Les hivers rudes ont eu un impact négatif sur ceux qui travaillaient en plein air et beaucoup d’employés ont été licenciés pendant les hivers. Ils ont décroché des emplois dans des usines et certains conduisaient et livraient du fuel pour le chauffage dans la région de Toronto et en banlieue.
Ma mère avait quatre sœurs et deux frères. L’une de ses sœurs, Corrie VanDolder-Salij, a immigré au Canada en 1952 et un de ses frères, Joop (John) Salij en 1956. Les parents de mon père ont aussi immigré en 1952 mais n’ont pas réussi à s’habituer à l’environnement et surtout à la langue. Ils sont repartis aux Pays-Bas après avoir passé un an seulement au Canada.
À notre arrivée à Toronto, j’ai été inscrit dans le système scolaire public local et placé en première année car je ne parlais pas la langue. On n’enseignait pas l’anglais langue seconde à l’époque. Aux Pays-Bas, j’étais en troisième année, alors c’était un choc pour moi de m’asseoir en classe avec des enfants de 5 ou 6 ans. J’ai assimilé la langue assez vite pour faire des activités que font les élèves de troisième année. Pour les bases comme l’arithmétique, j’étais en avance. L’année suivante, j’avais atteint le niveau de mon âge. J’ai été très chanceux d’aller à l’école et après, à l’école secondaire de Bathurst Heights, j’ai étudié le traitement de données électroniques, qui était une nouvelle technologie. À l’époque, c’était les tabulatrices et d’énormes systèmes informatiques qui prenaient beaucoup de place au mètre carré.
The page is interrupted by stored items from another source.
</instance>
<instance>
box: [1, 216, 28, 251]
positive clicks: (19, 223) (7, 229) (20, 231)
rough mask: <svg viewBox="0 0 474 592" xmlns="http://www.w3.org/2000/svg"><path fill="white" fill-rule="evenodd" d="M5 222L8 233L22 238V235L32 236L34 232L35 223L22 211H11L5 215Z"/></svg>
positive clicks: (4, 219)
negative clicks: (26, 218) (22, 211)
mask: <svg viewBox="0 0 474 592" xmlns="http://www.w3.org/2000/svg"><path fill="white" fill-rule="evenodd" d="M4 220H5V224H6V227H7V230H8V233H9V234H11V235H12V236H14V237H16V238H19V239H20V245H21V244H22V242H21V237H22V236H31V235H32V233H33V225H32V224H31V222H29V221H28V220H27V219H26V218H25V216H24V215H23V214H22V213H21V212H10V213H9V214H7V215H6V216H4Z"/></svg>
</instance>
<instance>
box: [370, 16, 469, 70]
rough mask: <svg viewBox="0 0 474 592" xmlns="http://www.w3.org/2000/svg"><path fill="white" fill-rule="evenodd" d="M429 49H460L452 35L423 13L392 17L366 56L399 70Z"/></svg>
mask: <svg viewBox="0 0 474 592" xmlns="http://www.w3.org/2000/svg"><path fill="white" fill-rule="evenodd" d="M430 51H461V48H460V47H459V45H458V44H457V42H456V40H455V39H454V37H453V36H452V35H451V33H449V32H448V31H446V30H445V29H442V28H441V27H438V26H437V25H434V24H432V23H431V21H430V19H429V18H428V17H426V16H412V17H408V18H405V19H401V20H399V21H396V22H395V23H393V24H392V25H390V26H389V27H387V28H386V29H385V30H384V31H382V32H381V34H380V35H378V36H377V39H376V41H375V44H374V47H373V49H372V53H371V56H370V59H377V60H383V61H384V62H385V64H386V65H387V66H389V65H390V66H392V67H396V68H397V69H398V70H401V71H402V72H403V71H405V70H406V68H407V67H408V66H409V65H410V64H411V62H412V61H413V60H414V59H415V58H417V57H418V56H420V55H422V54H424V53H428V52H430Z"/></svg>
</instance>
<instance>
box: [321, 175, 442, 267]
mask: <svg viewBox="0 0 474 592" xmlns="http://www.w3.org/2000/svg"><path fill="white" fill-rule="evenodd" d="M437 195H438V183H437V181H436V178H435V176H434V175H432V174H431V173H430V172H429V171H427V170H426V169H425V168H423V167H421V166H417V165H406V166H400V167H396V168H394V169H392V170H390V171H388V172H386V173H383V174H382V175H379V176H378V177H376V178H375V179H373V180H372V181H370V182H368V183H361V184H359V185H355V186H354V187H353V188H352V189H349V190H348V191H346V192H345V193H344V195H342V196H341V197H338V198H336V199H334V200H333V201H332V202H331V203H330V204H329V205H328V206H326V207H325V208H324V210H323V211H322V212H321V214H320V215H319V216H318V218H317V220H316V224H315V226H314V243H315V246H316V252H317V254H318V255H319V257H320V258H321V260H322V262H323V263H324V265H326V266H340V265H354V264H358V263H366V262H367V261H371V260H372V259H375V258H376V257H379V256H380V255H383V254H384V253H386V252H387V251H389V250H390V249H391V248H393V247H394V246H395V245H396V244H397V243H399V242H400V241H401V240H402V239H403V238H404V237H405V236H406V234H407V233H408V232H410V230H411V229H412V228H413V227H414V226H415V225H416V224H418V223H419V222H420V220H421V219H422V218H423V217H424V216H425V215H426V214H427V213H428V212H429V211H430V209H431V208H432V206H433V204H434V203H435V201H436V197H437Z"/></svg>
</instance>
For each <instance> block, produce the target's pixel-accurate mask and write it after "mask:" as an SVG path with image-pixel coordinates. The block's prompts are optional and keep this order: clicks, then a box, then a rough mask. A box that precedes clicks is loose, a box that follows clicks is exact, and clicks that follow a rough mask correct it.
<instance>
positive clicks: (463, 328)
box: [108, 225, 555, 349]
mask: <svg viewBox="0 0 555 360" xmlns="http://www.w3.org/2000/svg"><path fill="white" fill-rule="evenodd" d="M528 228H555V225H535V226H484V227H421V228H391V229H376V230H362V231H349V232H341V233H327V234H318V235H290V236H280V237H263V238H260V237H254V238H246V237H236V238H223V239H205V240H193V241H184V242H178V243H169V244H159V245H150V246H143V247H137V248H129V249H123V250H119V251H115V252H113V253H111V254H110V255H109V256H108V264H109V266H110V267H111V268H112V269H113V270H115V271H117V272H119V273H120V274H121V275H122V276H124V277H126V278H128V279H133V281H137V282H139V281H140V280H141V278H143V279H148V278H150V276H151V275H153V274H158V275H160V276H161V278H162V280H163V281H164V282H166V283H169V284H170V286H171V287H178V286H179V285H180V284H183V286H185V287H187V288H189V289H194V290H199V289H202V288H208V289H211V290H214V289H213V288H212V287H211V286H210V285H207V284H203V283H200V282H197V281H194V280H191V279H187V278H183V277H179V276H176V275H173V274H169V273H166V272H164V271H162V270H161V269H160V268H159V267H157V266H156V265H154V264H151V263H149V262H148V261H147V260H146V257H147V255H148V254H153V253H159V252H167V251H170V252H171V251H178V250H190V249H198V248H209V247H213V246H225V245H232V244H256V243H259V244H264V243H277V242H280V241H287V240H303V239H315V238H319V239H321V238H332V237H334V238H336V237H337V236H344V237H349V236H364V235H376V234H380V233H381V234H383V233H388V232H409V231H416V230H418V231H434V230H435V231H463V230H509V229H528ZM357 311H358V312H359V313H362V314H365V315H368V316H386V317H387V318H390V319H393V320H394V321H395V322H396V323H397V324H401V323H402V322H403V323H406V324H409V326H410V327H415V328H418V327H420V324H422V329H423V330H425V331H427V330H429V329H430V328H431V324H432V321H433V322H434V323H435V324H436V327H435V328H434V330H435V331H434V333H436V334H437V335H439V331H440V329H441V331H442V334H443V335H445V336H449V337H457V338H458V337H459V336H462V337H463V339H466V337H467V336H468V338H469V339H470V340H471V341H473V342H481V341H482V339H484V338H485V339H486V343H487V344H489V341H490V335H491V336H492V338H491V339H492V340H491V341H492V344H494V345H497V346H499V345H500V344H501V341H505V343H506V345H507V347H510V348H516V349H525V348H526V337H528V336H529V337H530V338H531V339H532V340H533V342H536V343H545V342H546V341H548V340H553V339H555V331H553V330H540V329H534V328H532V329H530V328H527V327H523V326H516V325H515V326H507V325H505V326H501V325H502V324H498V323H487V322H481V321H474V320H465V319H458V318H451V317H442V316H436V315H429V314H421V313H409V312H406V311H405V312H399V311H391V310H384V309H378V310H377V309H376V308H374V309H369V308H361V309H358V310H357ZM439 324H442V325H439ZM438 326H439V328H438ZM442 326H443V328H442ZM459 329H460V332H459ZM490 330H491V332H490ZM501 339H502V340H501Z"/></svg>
Il n’y a pas de comparaison à faire entre l’équipement d’aujourd’hui, tel que les ordinateurs personnels et de bureau, et l’équipement de l’époque. L’équipement à vitesse astronomique et les systèmes de stockage en milliards de bites. Il est difficile de comprendre comment les matériels et les logiciels créés ces 50 dernières années pouvaient être sophistiqués comparés à maintenant. Je me sens aujourd’hui comme un dinosaure. J’ai passé un certain nombre d’années aux États-Unis car à l’époque les opportunités de carrière se limitaient à quelques grandes organisations. Après avoir acquis assez d’expérience, je suis retourné au Canada, plus précisément sur la côte ouest de la Colombie-Britannique. J’ai été employé quelque temps. Peu après en 1970, j’ai créé ma propre compagnie. Je travaille toujours aujourd’hui et j’habite à Vancouver. La compagnie offre des services reliés au traitement de données et à la communication mercatique. Nous utilisons divers ordinateurs, imprimantes laser, des machines à encre et autres équipements pour maintenir les différents services offerts.
Mon père est décédé en 1999. Ma mère, Wilma est morte paisiblement pendant sa sieste le 27 juin 2007.